À cet égard, par un arrêt rendu le 16 janvier 2014, la cour d’appel d’Aix en Provence a eu l’occasion de rappeler que la recevabilité de l’action directe contre le fabricant, sur le fondement des dispositions de l’article 1792-4 du code civil, n’est pas subordonnée à la mise en cause du locataire d’ouvrage (Cour d’appel d’Aix-en-Provence, 3ème chambre b, 16 janvier 2014, n°12-19.803).
Par ailleurs, l’action engagée par le maître de l’ouvrage à l’encontre du locateur d’ouvrage est interruptive de prescription à l’encontre du fabricant dont la responsabilité est elle-même recherchée ultérieurement sur le fondement des dispositions de l’article 1792-4 du code civil (Cass, 3ème, civ, 13 janvier 2010, n°08-19.075).

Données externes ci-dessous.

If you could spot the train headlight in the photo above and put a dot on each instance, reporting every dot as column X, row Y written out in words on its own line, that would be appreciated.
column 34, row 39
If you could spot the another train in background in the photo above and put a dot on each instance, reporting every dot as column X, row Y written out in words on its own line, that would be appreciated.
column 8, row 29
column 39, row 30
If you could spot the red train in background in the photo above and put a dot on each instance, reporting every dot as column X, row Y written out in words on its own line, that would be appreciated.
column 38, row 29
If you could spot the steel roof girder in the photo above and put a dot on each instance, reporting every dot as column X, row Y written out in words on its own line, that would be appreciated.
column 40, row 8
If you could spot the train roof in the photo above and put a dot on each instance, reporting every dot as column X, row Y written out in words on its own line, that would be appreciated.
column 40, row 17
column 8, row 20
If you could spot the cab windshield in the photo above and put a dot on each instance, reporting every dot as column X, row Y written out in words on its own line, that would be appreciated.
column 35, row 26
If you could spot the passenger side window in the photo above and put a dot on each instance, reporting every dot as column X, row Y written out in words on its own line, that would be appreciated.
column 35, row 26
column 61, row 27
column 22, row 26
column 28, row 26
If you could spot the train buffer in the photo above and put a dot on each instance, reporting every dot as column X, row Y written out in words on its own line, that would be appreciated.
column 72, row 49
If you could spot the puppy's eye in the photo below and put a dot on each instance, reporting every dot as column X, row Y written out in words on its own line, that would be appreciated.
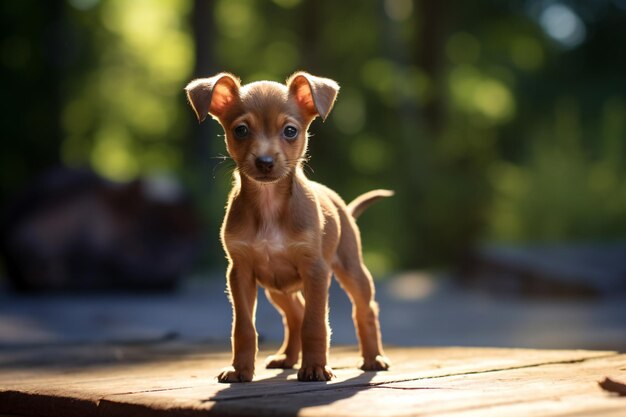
column 241, row 131
column 290, row 132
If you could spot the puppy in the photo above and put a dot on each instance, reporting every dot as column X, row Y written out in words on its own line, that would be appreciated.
column 283, row 231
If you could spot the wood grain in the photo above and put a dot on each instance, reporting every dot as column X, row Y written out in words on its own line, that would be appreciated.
column 178, row 380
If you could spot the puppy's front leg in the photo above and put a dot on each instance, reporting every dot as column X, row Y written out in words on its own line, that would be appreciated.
column 243, row 291
column 315, row 330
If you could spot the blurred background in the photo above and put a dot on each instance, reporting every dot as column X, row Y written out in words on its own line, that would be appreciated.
column 499, row 124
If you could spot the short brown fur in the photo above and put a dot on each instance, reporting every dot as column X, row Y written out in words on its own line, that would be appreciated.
column 283, row 231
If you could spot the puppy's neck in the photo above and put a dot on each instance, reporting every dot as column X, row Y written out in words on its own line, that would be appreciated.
column 267, row 199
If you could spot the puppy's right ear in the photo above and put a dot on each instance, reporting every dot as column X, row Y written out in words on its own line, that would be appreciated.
column 212, row 95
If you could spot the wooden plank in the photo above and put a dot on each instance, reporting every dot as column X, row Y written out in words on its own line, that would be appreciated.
column 547, row 390
column 135, row 380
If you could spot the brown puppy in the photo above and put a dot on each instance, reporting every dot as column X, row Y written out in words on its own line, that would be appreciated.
column 283, row 231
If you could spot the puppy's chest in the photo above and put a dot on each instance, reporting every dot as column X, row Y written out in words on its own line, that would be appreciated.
column 273, row 256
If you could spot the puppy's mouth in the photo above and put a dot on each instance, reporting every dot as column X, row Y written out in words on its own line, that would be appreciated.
column 266, row 178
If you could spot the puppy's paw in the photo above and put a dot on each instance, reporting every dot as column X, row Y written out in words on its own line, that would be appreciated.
column 378, row 363
column 230, row 374
column 280, row 361
column 315, row 373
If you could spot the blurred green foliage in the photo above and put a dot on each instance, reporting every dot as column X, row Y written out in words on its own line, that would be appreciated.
column 492, row 120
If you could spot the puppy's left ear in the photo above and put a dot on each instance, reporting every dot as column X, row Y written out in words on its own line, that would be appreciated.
column 314, row 95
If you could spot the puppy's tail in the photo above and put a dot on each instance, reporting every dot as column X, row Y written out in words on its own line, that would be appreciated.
column 359, row 204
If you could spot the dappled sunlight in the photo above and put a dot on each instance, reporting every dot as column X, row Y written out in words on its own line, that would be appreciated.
column 480, row 94
column 412, row 286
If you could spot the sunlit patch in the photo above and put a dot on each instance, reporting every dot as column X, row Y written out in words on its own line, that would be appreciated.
column 398, row 10
column 234, row 18
column 563, row 25
column 412, row 286
column 480, row 94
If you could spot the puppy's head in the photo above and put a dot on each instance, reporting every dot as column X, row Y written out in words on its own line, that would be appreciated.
column 265, row 122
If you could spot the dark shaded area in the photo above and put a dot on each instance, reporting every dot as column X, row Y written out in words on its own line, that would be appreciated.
column 73, row 230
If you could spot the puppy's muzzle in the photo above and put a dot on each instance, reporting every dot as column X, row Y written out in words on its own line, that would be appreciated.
column 264, row 164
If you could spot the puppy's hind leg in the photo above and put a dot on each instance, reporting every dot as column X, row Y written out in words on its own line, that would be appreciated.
column 291, row 307
column 356, row 280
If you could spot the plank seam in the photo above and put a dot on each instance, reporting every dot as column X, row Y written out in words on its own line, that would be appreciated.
column 382, row 384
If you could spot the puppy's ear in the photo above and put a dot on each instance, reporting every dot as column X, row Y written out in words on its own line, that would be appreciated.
column 212, row 95
column 314, row 95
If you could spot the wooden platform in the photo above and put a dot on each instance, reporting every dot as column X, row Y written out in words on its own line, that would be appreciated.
column 178, row 380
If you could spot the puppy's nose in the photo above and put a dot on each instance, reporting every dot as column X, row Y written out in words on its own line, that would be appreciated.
column 264, row 164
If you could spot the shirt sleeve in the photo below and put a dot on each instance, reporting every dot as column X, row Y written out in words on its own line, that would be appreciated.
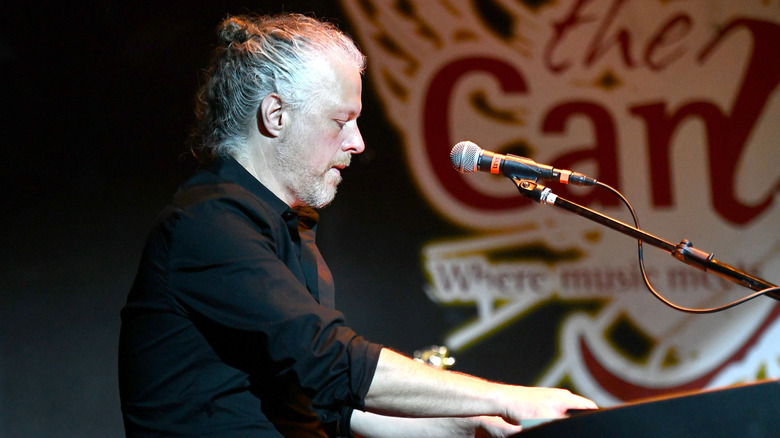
column 231, row 273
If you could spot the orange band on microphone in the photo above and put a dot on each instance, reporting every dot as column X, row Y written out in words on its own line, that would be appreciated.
column 495, row 164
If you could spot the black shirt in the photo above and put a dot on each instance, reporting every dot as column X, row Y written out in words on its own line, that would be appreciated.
column 229, row 328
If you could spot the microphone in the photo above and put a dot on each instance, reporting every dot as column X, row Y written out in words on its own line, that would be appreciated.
column 467, row 157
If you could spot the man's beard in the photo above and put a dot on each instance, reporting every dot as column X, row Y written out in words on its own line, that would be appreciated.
column 312, row 187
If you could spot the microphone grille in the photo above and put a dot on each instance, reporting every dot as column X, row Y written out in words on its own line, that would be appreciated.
column 464, row 156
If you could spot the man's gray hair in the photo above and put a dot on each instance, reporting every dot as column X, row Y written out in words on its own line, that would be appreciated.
column 259, row 56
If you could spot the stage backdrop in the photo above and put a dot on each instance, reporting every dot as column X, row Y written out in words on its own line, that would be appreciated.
column 673, row 103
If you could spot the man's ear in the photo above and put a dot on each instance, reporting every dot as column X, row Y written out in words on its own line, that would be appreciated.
column 269, row 116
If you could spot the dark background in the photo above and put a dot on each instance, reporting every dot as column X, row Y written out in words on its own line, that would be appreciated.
column 97, row 102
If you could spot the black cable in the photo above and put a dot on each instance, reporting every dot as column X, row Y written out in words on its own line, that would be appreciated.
column 647, row 280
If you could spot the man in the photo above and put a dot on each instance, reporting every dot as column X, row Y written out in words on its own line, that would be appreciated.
column 229, row 329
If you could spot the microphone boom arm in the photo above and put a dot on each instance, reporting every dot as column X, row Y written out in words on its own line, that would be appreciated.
column 683, row 251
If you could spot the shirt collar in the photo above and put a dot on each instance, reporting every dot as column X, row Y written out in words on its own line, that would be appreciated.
column 227, row 167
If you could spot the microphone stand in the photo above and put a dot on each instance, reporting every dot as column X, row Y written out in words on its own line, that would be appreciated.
column 684, row 251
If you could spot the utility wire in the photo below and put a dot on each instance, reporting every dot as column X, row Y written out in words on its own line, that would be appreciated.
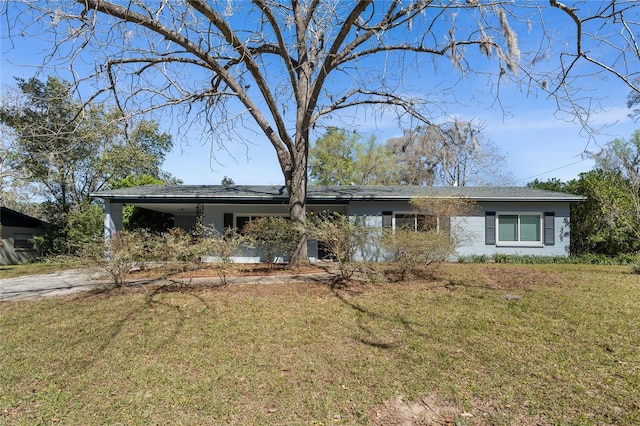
column 550, row 171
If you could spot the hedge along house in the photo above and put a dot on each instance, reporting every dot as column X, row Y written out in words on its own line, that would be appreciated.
column 16, row 237
column 510, row 220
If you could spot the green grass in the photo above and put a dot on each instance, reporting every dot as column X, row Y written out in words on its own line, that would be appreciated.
column 565, row 353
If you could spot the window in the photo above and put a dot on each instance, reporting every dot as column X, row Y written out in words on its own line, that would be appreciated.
column 23, row 242
column 414, row 221
column 519, row 229
column 242, row 219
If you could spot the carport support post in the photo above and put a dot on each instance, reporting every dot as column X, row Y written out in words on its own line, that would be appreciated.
column 112, row 218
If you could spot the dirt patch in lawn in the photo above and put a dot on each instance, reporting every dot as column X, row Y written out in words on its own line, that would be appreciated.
column 509, row 277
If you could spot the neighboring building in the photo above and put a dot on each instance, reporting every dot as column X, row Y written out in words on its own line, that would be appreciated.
column 18, row 230
column 511, row 220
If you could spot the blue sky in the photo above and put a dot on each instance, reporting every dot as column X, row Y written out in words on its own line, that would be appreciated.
column 537, row 144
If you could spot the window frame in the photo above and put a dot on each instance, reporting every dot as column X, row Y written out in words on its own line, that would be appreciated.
column 253, row 216
column 438, row 220
column 518, row 242
column 26, row 244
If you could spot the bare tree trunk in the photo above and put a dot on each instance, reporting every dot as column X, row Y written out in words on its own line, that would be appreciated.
column 297, row 188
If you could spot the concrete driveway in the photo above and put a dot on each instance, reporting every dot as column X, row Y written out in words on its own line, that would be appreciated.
column 60, row 283
column 63, row 283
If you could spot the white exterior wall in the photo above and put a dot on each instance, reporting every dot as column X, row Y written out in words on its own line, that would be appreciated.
column 471, row 230
column 474, row 236
column 213, row 215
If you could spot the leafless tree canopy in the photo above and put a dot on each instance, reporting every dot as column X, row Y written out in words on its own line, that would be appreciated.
column 288, row 64
column 455, row 153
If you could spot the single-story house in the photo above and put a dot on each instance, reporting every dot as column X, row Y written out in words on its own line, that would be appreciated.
column 509, row 220
column 18, row 230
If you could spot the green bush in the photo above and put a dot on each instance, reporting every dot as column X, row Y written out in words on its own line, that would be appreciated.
column 121, row 253
column 342, row 236
column 221, row 247
column 276, row 236
column 409, row 249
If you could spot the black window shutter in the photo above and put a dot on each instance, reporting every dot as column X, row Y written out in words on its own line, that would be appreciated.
column 228, row 220
column 386, row 219
column 549, row 229
column 490, row 228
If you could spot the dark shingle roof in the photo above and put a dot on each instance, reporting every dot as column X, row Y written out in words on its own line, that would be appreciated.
column 268, row 193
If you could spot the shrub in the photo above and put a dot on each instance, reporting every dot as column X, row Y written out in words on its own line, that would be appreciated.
column 342, row 236
column 274, row 235
column 121, row 253
column 221, row 247
column 409, row 249
column 179, row 249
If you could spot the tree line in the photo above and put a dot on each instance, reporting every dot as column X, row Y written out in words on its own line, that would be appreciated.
column 453, row 153
column 57, row 151
column 288, row 66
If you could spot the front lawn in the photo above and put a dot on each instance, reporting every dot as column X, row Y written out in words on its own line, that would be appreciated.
column 467, row 344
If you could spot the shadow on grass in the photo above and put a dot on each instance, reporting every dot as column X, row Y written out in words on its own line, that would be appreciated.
column 153, row 301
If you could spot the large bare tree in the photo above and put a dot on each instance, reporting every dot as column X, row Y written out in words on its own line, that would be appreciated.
column 454, row 153
column 289, row 64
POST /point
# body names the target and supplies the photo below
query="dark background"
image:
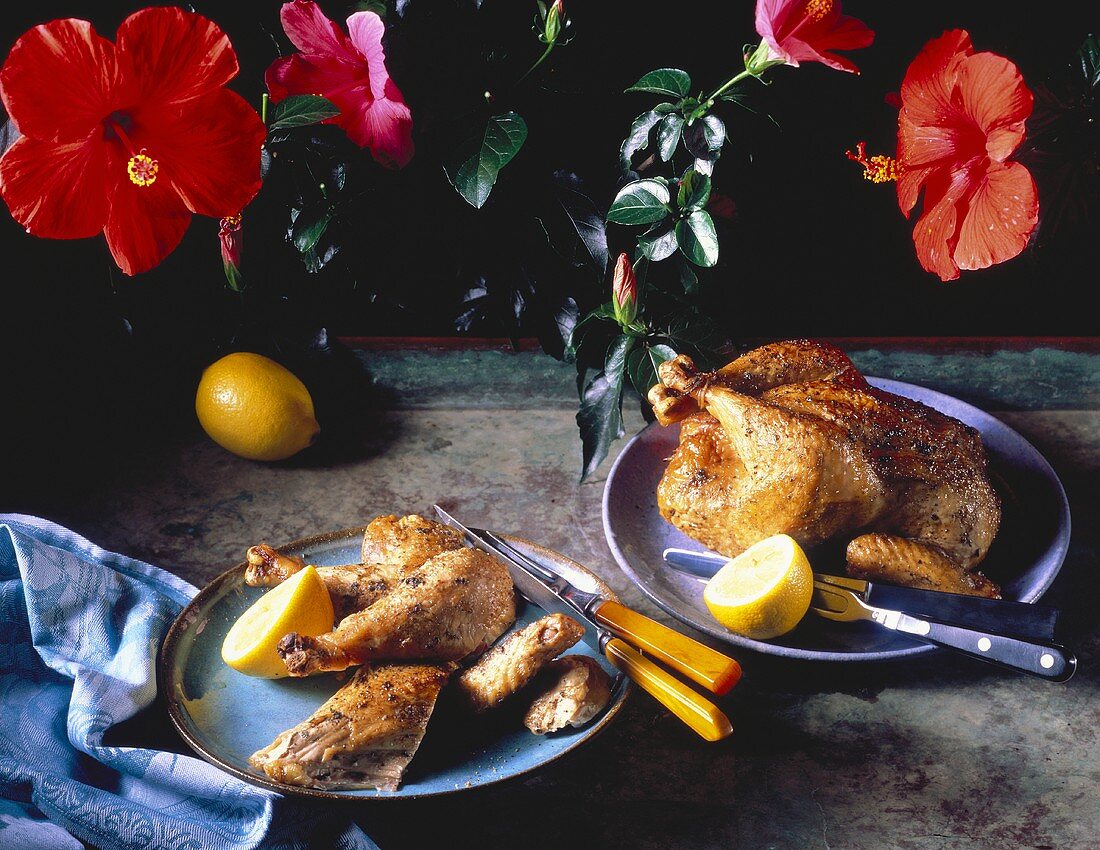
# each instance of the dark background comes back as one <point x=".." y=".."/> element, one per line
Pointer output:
<point x="92" y="356"/>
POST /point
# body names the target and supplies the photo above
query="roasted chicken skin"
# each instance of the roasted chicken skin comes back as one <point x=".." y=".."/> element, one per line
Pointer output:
<point x="405" y="543"/>
<point x="392" y="548"/>
<point x="458" y="603"/>
<point x="572" y="691"/>
<point x="352" y="587"/>
<point x="364" y="736"/>
<point x="506" y="668"/>
<point x="790" y="438"/>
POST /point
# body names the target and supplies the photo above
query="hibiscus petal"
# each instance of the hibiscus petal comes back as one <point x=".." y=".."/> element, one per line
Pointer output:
<point x="145" y="223"/>
<point x="935" y="233"/>
<point x="174" y="56"/>
<point x="366" y="30"/>
<point x="209" y="152"/>
<point x="56" y="189"/>
<point x="926" y="89"/>
<point x="385" y="127"/>
<point x="1002" y="216"/>
<point x="317" y="75"/>
<point x="59" y="80"/>
<point x="312" y="33"/>
<point x="993" y="95"/>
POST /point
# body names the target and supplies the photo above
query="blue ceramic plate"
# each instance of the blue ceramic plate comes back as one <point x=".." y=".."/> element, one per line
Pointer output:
<point x="1024" y="558"/>
<point x="226" y="716"/>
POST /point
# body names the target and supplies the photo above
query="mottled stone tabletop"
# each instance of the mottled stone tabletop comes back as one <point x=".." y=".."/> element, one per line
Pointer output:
<point x="930" y="754"/>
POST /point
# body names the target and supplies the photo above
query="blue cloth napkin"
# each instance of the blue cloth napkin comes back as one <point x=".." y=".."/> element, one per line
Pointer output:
<point x="79" y="632"/>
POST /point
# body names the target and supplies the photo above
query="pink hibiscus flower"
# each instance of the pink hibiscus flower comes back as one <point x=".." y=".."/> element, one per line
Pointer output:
<point x="350" y="70"/>
<point x="809" y="31"/>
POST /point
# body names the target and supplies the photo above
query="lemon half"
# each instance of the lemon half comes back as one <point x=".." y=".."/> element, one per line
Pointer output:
<point x="300" y="604"/>
<point x="765" y="592"/>
<point x="254" y="407"/>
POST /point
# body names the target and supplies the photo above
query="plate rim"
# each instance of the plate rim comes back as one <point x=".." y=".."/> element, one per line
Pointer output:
<point x="167" y="679"/>
<point x="1060" y="540"/>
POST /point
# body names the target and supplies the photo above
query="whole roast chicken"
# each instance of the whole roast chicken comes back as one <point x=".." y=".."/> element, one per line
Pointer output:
<point x="791" y="439"/>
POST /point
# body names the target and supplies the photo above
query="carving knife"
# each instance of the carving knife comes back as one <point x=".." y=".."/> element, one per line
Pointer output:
<point x="1002" y="616"/>
<point x="608" y="626"/>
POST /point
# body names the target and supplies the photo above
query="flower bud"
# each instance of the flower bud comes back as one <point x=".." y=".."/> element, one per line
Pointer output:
<point x="229" y="234"/>
<point x="556" y="14"/>
<point x="624" y="291"/>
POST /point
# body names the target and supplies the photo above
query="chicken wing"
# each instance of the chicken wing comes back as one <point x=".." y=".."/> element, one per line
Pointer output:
<point x="364" y="736"/>
<point x="505" y="669"/>
<point x="573" y="690"/>
<point x="455" y="604"/>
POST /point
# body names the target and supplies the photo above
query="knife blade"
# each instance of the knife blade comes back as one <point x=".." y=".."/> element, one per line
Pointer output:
<point x="1045" y="660"/>
<point x="554" y="593"/>
<point x="1002" y="616"/>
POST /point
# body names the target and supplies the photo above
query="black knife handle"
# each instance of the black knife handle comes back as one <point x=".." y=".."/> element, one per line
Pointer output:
<point x="1022" y="619"/>
<point x="1046" y="661"/>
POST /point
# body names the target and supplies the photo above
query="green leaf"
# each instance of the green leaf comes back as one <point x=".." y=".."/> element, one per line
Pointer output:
<point x="301" y="110"/>
<point x="694" y="190"/>
<point x="688" y="278"/>
<point x="705" y="136"/>
<point x="600" y="418"/>
<point x="474" y="174"/>
<point x="660" y="244"/>
<point x="638" y="138"/>
<point x="668" y="135"/>
<point x="670" y="81"/>
<point x="642" y="363"/>
<point x="584" y="216"/>
<point x="309" y="227"/>
<point x="697" y="239"/>
<point x="640" y="202"/>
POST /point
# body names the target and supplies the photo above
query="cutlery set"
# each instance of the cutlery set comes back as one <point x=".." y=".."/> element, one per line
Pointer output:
<point x="1011" y="635"/>
<point x="1014" y="636"/>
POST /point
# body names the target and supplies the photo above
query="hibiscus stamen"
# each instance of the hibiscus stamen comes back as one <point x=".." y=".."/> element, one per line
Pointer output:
<point x="817" y="9"/>
<point x="878" y="168"/>
<point x="142" y="168"/>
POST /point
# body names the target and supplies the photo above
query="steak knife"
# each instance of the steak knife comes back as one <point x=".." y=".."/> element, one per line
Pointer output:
<point x="1002" y="616"/>
<point x="609" y="625"/>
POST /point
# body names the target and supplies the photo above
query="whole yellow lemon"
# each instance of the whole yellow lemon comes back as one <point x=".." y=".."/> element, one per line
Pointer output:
<point x="253" y="407"/>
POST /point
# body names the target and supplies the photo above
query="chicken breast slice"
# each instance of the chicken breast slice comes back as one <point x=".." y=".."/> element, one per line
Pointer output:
<point x="572" y="691"/>
<point x="364" y="736"/>
<point x="457" y="604"/>
<point x="505" y="669"/>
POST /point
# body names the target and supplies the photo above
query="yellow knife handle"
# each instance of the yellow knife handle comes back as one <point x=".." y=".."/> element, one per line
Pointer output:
<point x="699" y="713"/>
<point x="696" y="661"/>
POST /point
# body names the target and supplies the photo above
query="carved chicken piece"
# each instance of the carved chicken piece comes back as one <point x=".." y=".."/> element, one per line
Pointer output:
<point x="505" y="669"/>
<point x="364" y="736"/>
<point x="455" y="604"/>
<point x="886" y="558"/>
<point x="790" y="438"/>
<point x="352" y="587"/>
<point x="572" y="691"/>
<point x="407" y="542"/>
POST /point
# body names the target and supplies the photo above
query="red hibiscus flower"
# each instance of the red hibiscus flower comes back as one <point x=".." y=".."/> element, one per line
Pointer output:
<point x="130" y="138"/>
<point x="809" y="30"/>
<point x="961" y="117"/>
<point x="351" y="72"/>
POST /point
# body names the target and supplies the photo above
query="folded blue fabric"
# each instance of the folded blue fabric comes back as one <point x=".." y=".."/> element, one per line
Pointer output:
<point x="79" y="631"/>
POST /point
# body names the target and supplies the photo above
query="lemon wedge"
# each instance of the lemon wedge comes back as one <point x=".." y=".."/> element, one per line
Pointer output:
<point x="765" y="592"/>
<point x="300" y="604"/>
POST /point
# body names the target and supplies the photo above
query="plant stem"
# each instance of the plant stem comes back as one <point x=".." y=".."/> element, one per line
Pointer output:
<point x="718" y="91"/>
<point x="540" y="61"/>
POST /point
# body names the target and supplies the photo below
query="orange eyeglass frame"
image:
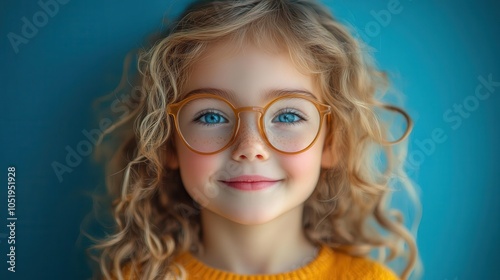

C’est ainsi qu’une pompe à chaleur a été considérée comme constituant un EPERS, dès lors qu’elle avait été conçue pour être mise en œuvre selon les caractéristiques et les performances définies par le fabricant, sans aucune modification de l’installateur (Cass, 3ème civ, 24 septembre 2014, n°13-19.952).
Encore, un plancher chauffant a été reconnu comme étant un EPERS, dès lors que les matériaux le composant étaient des éléments d’équipement conçus pour satisfaire à des exigences précises et déterminées à l’avance, alors que les éléments entrant dans sa composition n’étaient pas indifférenciés, mais constituaient un assemblage élaboré que l’entrepreneur avait mis en œuvre sans modification et conformément aux règles édictées par le fabricant (Cass, 3ème civ, 4 janvier 2006, n°04-13.489).
De la même façon, un plancher chauffant a été reconnu comme étant un EPERS, pour avoir été défini par le fabricant en fonction du chantier, celui-ci ayant remis des préconisations de montage et fourni des matériaux spécifiques pour sa réalisation (Cass, 3ème civ, 29 mars 2006, n°05–10.219).
En l’espèce, la cour d’appel de Poitiers a infirmé le jugement déféré qui avait retenu la qualification d’EPERS, au motif que les premiers juges n’avaient pas suffisamment motivé leur décision, alors que les maîtres de l’ouvrage, à qui incombait la charge de la preuve, ne justifiaient pas des conditions précises dans lesquelles les travaux avaient été réalisés, aucune pièce n’étant versée aux débats portant notamment sur les éventuelles directives du fabricant et l’articulation des interventions sur le chantier.
La responsabilité décennale du fabricant ne pouvait donc pas être engagée sur le fondement des dispositions de l’article 1792-4 du code civil.
- Il n’en reste pas moins que pour retenir la responsabilité décennale du fabricant, la cour d’appel de Poitiers a considéré qu’il était en l’espèce justifié que le contrat le liant directement au maître de l’ouvrage était un contrat de louage d’ouvrage, que l’article 1710 du code civil défini comme étant un contrat par lequel l’une des parties s’engage à faire quelque chose pour l’autre, moyennant un prix convenu entre elles.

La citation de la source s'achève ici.